Nous avons je crois découvert l’auteur de ce libelle abominable, ce ne peut être que le juge Saucourt. Il crut sans doute qu’il ne pourroit se laver de son iniquité qu’en dévouant quelque malheureux à l’anathème et en le chargeant des crimes dont il s’étoit couvert. Il est bien absurde me direz vous de choisir le père d’un des accusez pour lui faire jouer ce rôle! J’en conviens mais la faute que les circonstances avoient fait commetre à Mr B, en conseillant à Beauvarlet de dire la vérité, et qui avoit été la cause de la déposition de cet imbécile, avoit pü faire croire au juge Saucourt que les horreurs dont il le chargeroit dans le procès du cher de la Bar paroitront vraisemblables! surtout quand il seroit appuié par les clameurs des prêtres et des bigots dont il étoit aimé par son hipocrisie et ses discours fanatiques et dont mon beau père étoit hai parce qu’il étoit connu pour aimer beaucoup et lire des livres de philosophie qui nous ont rendu la lumière de la raison que la superstition nous avoit ôté.

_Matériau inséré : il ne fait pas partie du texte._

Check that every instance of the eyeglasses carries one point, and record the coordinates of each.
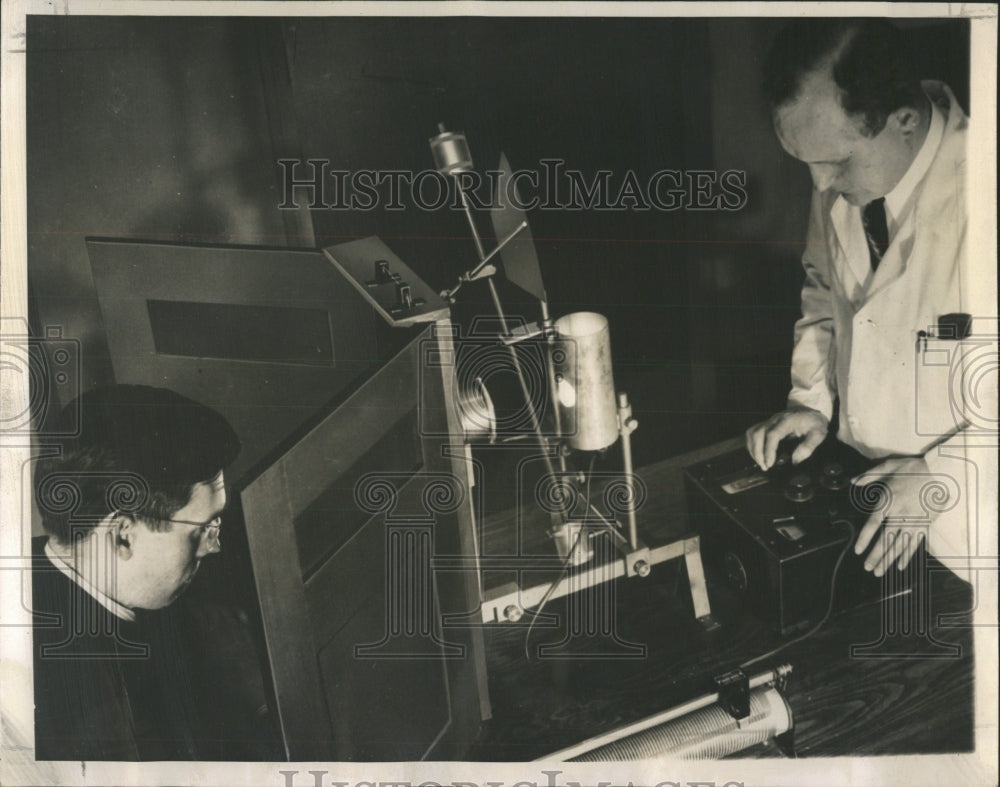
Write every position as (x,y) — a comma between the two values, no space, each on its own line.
(209,530)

Vous ne seriez étonné de rien si vous connoissiez l’homme dont je vous parle, le capitoul David ne peut entrer en comparaison avec lui puisqu’il étoit un vrai fanatique et que l’autre le contrefaisoit de sang froid pour se vanger à coup sûr de tout ce que lui avoit résisté. Il avoit encor un autre motif en sévissant contre tout ce qui paroissoit blesser la religion. Il espéroit que notre évesque parleroit de lui à la reine dont ce prélat étoit estimé. Je ne puis mon cher ami m’enpêcher de remarquer ici avec vous combien les préjugés des grands influent sur le sort des particuliers! Marie Leskinki étoit loin de penser que son opinion conduiroit un innocent à l’échaffaut.

Je joins au paquet une lettre de Mr Douville qui ma parait propre à servir de défense à mon beau père aux yeux de Monsieur de Voltaire. J’espère qu’il voudra bien malgré ce que vous mande l’abbesse aller en avant et justifier mon beau père comme il a la bonté de le promettre dans le billet que nous avons reçü de sa part. Il est assez simple que l’abbesse désire que cette affaire soit oubliée à jamais, mais cela est impossible et puisqu’on ne peut l’effacer entièrement, il faut montrer la vérité et que l’innocent ne soit plus chargé de crimes par l’imposture. Nous désirerions encor que Monsieur de Voltaire voulût bien en parlant de mon beau père ne le désigner que par la lettre B. comme il l’est dans la lettre de Mr Carin.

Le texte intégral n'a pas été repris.